Especially for cults. None of them walk up to you and say "we're a cult". They start out with positive interactions. Usually they find someone who needs help and seem to be offering something positive. It's not until later that they slowly start creeping in the more dangerous aspects like control and isolation.

It's a lot like an abusive romantic relationship. Most people aren't getting punched on the first date, instead they're interacting with someone who seems wonderful.
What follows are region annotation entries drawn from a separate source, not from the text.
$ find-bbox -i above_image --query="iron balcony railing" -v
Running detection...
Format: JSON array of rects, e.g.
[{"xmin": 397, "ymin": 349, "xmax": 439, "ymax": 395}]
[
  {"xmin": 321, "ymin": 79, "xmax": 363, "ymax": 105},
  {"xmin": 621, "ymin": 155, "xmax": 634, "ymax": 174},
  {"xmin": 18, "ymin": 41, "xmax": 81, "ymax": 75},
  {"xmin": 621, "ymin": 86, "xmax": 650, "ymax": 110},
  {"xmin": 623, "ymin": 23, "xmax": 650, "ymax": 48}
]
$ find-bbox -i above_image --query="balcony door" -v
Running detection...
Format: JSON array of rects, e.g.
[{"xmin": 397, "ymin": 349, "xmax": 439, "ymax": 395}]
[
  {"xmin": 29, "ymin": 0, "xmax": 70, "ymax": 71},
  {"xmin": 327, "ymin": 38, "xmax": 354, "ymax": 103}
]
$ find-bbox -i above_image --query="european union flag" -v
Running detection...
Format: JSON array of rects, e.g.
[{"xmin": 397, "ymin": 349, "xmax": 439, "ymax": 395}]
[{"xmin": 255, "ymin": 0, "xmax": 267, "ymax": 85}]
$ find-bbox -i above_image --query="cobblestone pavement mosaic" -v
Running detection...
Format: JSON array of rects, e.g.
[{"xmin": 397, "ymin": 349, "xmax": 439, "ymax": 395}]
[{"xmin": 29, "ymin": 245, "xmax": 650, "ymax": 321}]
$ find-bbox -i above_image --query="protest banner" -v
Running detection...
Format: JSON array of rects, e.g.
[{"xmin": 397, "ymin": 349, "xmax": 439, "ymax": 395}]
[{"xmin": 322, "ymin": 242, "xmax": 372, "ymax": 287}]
I think practicing scenarios and developing fallback heuristics and patterns could help. You don’t need to think when you have a rule to fall back on (“I never, ever buy anything from a salesman who approaches me unsolicited, period, end of story”) and a lot of people just need practice saying no and “being rude” (when someone else is in fact already being rude, by trying to get you to do something that’s a bad idea)
I agree with that, especially against MLMs and direct scams, that sort of practice is probably very valuable. It gets harder with the more straightforward social-spiritual stuff, and the most effective MLMs blur into those I think.

But yeah, I'm not saying you can't learn & practice techniques to reduce the risk of these things. Mostly just that the false positives of those techniques can have real costs too, and thinking you're immune is itself a risk factor.

Yeah, I’m under no illusions one could eliminate this stuff via education, but scams and scam-adjacent behavior part people from so incredibly much money every year that even reducing that 10% or 20% would be a pretty big deal.
Is there any good book on 1?
Gaslighting: recognize manipulative and emotionally abusive people—and break free (2018) by Stephanie Moulton Sarkis PhD.
By the way, googling that I think you mean the Wright Graduate University for the Realization of Human Potential? Googling Wright Foundation goes to www.wrightfoundation.com which I think is a different kind of thing.
Interesting, this is the organization I was referring to: https://wrightfoundation.org/

But I wonder if the two are related?